Miller, a lifelong cattleman and part-time rodeo clown, has done more than personify classic agribusiness deregulation and “consumer freedom.” He has celebrated that personification. His first act, in January of 2015, was to provide “amnesty” to cupcakes in public schools, as well as pies, brownies, and cakes. It was a curious move given that these foods weren’t then banned (they had been, but the ban was overturned).
But, of course, the status of these sweets didn’t matter. Miller’s inaugural announcement was a swaggering endorsement of the attitude that, as American-born consumers, we have a God-given right to eat whatever the hell we want. And if we want it, well, that’s all the justification needed for agribusiness to produce it without regulatory meddling. (These conservative ideologues are all about encouraging culinary lust, but not the sexual kind.) Twenty percent of Texas schoolchildren are obese (in part) because of this eat-whatever-you-want mentality. When asked about the decision to bring crappy food back into schools, Miller had his answer at the ready: “local control.” In other words, a corporate free-for-all.

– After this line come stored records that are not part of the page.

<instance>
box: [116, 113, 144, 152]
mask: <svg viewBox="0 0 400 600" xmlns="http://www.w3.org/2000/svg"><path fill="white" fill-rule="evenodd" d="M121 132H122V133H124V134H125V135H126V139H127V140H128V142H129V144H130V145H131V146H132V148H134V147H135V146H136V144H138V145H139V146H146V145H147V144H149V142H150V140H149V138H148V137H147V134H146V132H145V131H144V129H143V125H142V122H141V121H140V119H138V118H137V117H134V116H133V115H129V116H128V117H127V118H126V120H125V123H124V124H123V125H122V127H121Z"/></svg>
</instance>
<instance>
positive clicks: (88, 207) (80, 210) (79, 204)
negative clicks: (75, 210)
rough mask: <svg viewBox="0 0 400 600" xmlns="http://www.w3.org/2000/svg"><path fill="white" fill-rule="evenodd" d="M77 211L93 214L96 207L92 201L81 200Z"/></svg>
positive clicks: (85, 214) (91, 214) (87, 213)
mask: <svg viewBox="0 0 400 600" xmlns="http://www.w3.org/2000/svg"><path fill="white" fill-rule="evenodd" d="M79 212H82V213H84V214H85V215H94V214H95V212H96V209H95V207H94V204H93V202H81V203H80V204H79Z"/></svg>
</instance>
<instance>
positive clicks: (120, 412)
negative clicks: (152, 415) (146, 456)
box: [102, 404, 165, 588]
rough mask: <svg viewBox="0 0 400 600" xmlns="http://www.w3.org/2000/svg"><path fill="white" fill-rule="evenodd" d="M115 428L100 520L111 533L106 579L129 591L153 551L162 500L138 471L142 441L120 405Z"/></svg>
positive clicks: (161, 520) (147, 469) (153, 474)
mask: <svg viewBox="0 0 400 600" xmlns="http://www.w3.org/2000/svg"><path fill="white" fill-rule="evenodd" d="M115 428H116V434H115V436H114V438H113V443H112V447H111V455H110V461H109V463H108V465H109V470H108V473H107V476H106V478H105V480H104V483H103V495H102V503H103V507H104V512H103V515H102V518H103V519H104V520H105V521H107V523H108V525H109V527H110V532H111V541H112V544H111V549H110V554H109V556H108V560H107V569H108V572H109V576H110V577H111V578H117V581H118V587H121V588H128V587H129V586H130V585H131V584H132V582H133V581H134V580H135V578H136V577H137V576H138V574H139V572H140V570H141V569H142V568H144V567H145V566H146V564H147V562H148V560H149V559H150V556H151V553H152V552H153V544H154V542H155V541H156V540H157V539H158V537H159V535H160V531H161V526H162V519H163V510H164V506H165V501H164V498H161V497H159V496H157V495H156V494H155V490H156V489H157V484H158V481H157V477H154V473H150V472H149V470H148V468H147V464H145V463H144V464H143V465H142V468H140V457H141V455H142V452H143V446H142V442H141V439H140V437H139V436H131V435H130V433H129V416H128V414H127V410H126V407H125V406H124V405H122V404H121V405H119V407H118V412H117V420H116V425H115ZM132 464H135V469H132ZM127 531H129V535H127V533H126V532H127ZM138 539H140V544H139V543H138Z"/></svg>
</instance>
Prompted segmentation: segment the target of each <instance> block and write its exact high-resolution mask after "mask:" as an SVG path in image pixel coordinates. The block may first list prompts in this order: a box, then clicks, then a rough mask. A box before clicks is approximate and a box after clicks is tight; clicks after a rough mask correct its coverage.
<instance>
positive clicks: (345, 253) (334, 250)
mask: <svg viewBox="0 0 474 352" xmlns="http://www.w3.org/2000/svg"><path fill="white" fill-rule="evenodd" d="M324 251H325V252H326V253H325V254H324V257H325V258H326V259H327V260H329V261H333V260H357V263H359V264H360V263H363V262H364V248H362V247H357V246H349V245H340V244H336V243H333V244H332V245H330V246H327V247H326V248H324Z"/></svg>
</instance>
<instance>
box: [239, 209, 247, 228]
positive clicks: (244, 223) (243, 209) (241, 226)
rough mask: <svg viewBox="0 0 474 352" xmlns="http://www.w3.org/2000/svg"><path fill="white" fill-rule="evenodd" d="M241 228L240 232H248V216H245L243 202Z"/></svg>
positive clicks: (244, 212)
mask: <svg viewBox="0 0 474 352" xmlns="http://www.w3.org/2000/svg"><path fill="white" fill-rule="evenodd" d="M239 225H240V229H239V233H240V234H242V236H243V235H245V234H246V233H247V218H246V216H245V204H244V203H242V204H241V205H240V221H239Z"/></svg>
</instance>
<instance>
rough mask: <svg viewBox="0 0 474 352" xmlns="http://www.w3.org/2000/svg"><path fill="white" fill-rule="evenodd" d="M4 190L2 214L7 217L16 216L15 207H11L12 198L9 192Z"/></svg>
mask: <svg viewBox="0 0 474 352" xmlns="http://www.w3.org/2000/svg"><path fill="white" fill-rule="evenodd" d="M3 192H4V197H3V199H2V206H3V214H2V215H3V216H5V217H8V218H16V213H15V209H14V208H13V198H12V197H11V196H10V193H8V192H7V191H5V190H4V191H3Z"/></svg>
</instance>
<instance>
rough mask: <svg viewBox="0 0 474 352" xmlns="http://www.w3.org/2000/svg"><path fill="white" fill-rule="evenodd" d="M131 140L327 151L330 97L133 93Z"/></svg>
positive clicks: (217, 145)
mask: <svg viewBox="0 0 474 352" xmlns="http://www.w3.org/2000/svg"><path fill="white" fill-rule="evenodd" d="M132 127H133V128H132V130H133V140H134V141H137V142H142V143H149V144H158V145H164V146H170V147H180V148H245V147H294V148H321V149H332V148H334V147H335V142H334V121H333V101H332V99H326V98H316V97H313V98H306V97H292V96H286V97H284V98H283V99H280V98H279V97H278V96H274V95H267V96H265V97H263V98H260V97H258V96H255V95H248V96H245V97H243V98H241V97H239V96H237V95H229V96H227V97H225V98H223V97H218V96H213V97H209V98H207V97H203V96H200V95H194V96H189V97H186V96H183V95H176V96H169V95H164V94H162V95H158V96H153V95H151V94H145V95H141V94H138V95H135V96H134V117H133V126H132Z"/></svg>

Next, to further ensure that the Lone Star Nanny State wouldn’t dare try to make school lunches healthier, Miller reversed the ban on soda machines and deep fryers in public schools. Defending this move, he said, “We are working to put an end to a one-size-fits-all approach mandated from Austin” — a city, not incidentally, that’s the healthiest in the state (not to mention the most educated). The deleterious effect of these measures on school kids’ health hardly keeps Miller up at night. When asked what, in fact, does keep him up at night, he quipped, “bad Mexican food.” (The real answer, he then admitted, was, “Will we become a Muslim country?”)
It’s possible that Miller rejects sensible dietary measures for Texas children because he believes that our physical ailments merely require a “Jesus shot” to be cured. In 2015, Miller, at taxpayer expense, traveled to Oklahoma to visit the Priceless Beauty Spa in Kingfisher. It was there that one “Dr. Mike,” a seven-time convicted felon, doped up Miller with a mysterious concoction — dubbed a “Jesus shot” — that promised to eliminate all Miller’s pain for the rest of his life on Earth. On the way home the Texas agriculture commissioner swung by the Oklahoma capital for 15 minutes of glad handing to, you know, justify the public funding of his quackery junket.
It’s difficult to accept that this charade is directly linked to our ongoing if dispersed effort to improve food and agriculture in the United States. Among many other concerns, the possibility of Miller’s appointment suggests that food reformers seeking any kind of food justice from the top down should expect nothing from the federal government. Whether under Miller or Sam Brownback or Chuck Conner or Sonny Perdue — all short-listed by Trump and all handmaidens of agribusiness — the Department of Agriculture will steadfastly resist governmental regulation of what we eat and how we produce it, all the while preserving the subsidies and trade deals that keep Big Ag thriving. The corn, soy, sugar, and cattle lobbies have never been happier.
Our rapidly devolving political climate thus leaves enlightened, reform-minded advocates with no other choice: We must, absolutely must, act collectively through consumer decisions to hit agribusiness exactly where it hurts the most. Fortunately, its Achilles heel is as easy to identify as Miller’s ubiquitous cowboy hat.
The moving parts of agribusiness share a single and increasingly precarious foundation: factory farmed animal products. Corn and soy owe their existence in todays’ agricultural economy to factory farmed animal products. The pesticides, herbicides, fungicides, and fertilizers — and all the petroleum used to sustain these commercial crops — all serve at the altar of factory farmed animal products. If we want to hold onto power during a Trump regime, we can. We definitely can. It will just mean boycotting any animal product — meat, eggs, cheese — that comes from a factory farm. Not a bad way to make America great again.